An inherent limitation of any meta-analysis is that of publication bias. Therefore we extended our search to non-English and abstract publications. Consequently, the included trials show a wide range in size and origin and many of these were small trials with limited ability to assess clinical outcomes individually. However, subgroup analysis according to the means of publication and trial size showed no meaningful differences while our analysis for publication bias did not demonstrate the presence of this potential confounder. Furthermore, there were differences in medication and in operator experience across the trials. Because the trials in our meta-analysis were randomized, the effect of these limitations should be minimized. Appropriate training in transradial intervention, however, is of high importance and we believe that our findings regarding access site selection are applicable for experienced transradial operators.

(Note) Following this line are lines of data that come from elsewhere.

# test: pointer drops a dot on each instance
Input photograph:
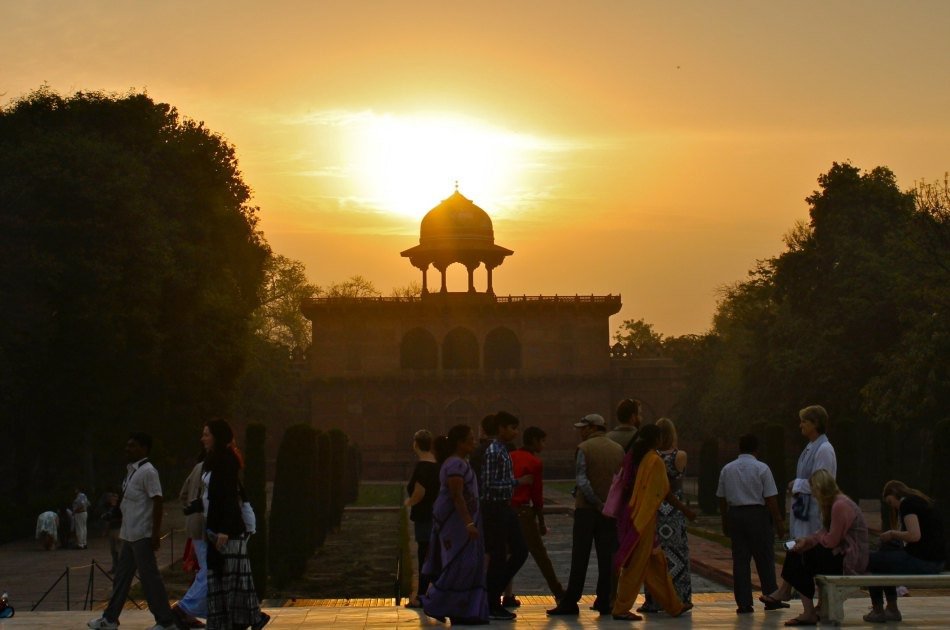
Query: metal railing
(89, 596)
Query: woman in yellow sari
(640, 558)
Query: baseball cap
(591, 419)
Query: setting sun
(403, 163)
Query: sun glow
(407, 164)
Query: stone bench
(835, 589)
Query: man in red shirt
(528, 503)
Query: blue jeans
(195, 601)
(896, 561)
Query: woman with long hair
(913, 546)
(422, 489)
(232, 600)
(840, 547)
(640, 559)
(456, 559)
(671, 520)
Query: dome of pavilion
(456, 220)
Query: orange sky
(651, 149)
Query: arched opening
(418, 350)
(502, 350)
(460, 350)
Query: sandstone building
(381, 368)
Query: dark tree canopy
(131, 266)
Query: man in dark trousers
(140, 536)
(596, 461)
(749, 512)
(504, 542)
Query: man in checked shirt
(504, 542)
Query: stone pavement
(711, 611)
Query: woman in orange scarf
(640, 558)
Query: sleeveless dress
(671, 530)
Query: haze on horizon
(639, 148)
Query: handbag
(801, 506)
(615, 501)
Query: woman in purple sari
(457, 550)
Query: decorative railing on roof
(509, 299)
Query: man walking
(504, 543)
(528, 502)
(628, 418)
(81, 507)
(749, 512)
(140, 538)
(596, 461)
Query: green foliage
(773, 454)
(132, 264)
(850, 316)
(323, 522)
(351, 483)
(709, 476)
(255, 487)
(638, 337)
(338, 453)
(294, 507)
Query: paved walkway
(26, 572)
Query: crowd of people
(218, 522)
(478, 511)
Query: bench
(835, 589)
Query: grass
(378, 494)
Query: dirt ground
(357, 561)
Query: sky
(654, 150)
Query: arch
(460, 350)
(418, 350)
(502, 350)
(461, 411)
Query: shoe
(876, 616)
(499, 613)
(563, 609)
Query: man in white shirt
(140, 537)
(746, 489)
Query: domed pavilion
(456, 231)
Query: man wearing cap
(628, 419)
(596, 461)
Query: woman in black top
(423, 487)
(232, 600)
(917, 547)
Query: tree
(132, 264)
(279, 318)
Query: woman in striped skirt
(232, 600)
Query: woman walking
(422, 489)
(671, 520)
(839, 548)
(232, 600)
(457, 551)
(641, 560)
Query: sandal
(686, 608)
(628, 616)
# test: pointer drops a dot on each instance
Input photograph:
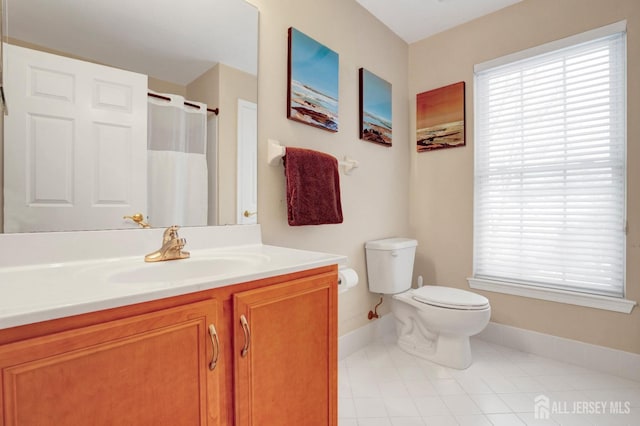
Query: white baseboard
(382, 329)
(599, 358)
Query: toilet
(433, 322)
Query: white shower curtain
(177, 164)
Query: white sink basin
(186, 269)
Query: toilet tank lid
(391, 244)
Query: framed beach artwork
(375, 109)
(440, 118)
(312, 92)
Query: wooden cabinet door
(288, 375)
(151, 369)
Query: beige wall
(374, 196)
(442, 181)
(221, 87)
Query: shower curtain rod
(153, 95)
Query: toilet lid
(448, 297)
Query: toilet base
(449, 351)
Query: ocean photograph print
(440, 118)
(312, 91)
(375, 109)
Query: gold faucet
(139, 219)
(171, 249)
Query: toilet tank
(390, 264)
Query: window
(550, 166)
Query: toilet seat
(450, 298)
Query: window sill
(591, 300)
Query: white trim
(596, 33)
(598, 358)
(382, 329)
(562, 296)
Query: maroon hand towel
(313, 187)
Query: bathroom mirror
(204, 51)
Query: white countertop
(34, 292)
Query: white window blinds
(550, 166)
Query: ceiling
(414, 20)
(178, 44)
(169, 40)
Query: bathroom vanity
(254, 344)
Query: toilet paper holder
(347, 278)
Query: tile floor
(381, 385)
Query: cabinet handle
(215, 344)
(247, 336)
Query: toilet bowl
(433, 322)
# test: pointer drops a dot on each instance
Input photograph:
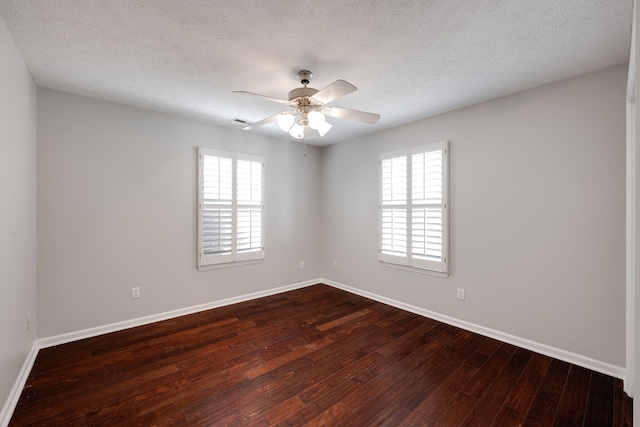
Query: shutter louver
(217, 231)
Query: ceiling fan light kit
(308, 116)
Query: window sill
(415, 270)
(229, 264)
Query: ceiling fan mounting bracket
(305, 76)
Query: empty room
(329, 213)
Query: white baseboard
(567, 356)
(119, 326)
(18, 386)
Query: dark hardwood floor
(314, 356)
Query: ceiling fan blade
(268, 98)
(334, 91)
(358, 116)
(262, 122)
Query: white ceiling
(410, 59)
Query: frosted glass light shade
(316, 119)
(285, 121)
(324, 127)
(297, 131)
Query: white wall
(117, 209)
(17, 211)
(537, 215)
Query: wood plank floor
(316, 356)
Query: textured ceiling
(410, 59)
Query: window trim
(407, 262)
(236, 258)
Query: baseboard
(567, 356)
(18, 386)
(119, 326)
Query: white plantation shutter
(249, 212)
(393, 183)
(413, 207)
(229, 207)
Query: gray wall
(117, 209)
(17, 211)
(537, 215)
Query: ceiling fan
(306, 119)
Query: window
(230, 208)
(414, 208)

Our updated meta-analysis demonstrates that the transradial access reduces mortality, MACE and the rate of bleeding events compared to the transfemoral access. The low heterogeneity of the outcome data also corroborates the robustness of these findings. Hospital stay was also shorter in patients with transradial intervention, but these benefits were accompanied by higher frequency of access site crossover and longer time to reperfusion. Data regarding procedural time parameters and contrast use were heterogeneous but not significantly different. Overall, it seems that possible technical drawbacks do not compromise the clinical efficacy of the transradial intervention. Therefore, transradial PCI should be favored over TFPCI in patients with STEMI.

In conclusion, robust data from randomized clinical studies indicate that TRPCI reduces both ischemic and bleeding complications in STEMI. These findings support the preferential use of radial access for primary PCI.